Według badacza bezpieczeństwa firmy Microsoft, Jamesa Elliotta, napastnicy z Korei Północnej zinfiltrowali już setki organizacji na całym świecie, tworząc fałszywe tożsamości. Oświadczył to podczas dorocznej konferencji Cyberwarcon w USA, donosi TechCrunch.
Doniesienia mediów mówią, że północnokoreańskie grupy hakerskie ukradły miliardy dolarów w kryptowalutach, podając się za specjalistów IT, rekruterów i inwestorów venture capital. Stosują różne taktyki, aby kraść aktywa kryptograficzne, unikając jednocześnie międzynarodowych sankcji i sponsorując krajowy program nuklearny.

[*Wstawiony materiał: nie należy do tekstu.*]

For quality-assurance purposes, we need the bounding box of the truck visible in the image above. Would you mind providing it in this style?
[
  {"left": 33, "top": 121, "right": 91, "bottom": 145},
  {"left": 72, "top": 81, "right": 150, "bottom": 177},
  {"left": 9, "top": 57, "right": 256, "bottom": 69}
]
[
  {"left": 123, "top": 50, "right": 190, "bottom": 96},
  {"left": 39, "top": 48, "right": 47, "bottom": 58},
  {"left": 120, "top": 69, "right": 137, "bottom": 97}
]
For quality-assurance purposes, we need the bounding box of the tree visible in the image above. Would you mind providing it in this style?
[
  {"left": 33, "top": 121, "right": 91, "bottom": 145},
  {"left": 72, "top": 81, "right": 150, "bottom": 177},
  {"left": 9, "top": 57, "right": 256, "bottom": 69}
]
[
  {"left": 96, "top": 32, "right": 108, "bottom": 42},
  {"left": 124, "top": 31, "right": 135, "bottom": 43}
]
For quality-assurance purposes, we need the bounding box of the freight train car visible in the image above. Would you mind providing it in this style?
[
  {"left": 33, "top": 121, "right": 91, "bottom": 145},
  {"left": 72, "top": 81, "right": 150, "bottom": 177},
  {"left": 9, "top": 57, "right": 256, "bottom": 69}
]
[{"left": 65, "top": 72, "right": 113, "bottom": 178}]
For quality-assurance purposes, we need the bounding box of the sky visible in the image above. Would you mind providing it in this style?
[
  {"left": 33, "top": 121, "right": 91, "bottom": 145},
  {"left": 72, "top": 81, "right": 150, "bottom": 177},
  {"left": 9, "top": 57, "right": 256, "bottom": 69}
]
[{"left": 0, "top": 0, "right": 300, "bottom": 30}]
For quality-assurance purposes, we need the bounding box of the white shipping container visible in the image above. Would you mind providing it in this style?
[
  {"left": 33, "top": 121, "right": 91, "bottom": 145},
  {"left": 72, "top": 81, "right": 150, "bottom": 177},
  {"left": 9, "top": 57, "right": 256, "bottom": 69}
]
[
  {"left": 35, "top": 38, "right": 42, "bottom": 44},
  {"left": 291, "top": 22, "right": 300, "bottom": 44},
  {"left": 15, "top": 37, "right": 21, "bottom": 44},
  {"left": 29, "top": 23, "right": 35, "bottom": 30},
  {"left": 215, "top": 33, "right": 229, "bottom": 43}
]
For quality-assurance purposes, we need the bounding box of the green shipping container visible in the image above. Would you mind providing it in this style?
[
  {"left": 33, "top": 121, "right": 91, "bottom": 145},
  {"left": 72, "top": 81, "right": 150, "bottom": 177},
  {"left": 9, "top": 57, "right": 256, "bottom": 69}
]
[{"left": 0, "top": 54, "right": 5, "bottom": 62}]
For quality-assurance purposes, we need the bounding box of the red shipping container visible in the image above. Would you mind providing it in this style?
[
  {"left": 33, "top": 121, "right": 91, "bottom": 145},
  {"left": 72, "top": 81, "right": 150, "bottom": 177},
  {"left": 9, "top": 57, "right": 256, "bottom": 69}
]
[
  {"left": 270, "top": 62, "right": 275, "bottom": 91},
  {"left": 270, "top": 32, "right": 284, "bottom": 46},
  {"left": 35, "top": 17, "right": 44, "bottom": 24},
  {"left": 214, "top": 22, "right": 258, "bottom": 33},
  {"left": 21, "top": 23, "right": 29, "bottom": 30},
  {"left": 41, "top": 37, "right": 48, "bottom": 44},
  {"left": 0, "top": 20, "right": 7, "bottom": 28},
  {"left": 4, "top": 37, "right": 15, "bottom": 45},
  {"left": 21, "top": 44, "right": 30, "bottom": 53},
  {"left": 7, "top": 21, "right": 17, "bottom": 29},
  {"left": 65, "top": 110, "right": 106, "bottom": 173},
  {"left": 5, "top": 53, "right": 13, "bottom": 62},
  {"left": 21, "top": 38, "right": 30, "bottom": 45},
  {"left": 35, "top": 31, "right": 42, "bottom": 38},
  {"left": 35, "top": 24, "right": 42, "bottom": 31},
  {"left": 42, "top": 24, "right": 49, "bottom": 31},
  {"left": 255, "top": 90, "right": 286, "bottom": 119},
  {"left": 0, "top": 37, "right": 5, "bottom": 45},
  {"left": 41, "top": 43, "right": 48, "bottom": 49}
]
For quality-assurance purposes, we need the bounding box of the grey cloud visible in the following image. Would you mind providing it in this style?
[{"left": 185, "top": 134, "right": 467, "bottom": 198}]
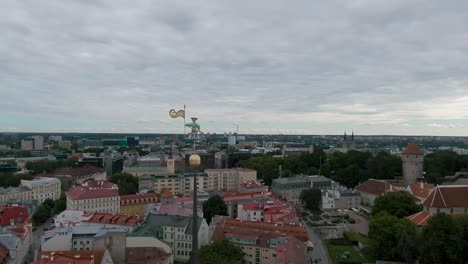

Microsoft twierdzi, że grupa północnokoreańskich hakerów znana jako Ruby Sleet naraziła firmy z branży lotniczej i obronnej na kradzież tajemnic branżowych w celu opracowania własnej broni i systemów nawigacji.
Eksperci Microsoftu mówili także o innej północnokoreańskiej grupie hakerów, Sapphire Sleet, która działa pod przykrywką rekruterów i inwestorów kapitału wysokiego ryzyka i kradnie kryptoaktywa osobom i organizacjom.
Ich taktyką jest działanie nie tylko z Korei Północnej, ale także z Rosji i Chin, co utrudnia identyfikację podejrzanych firm w sieciach.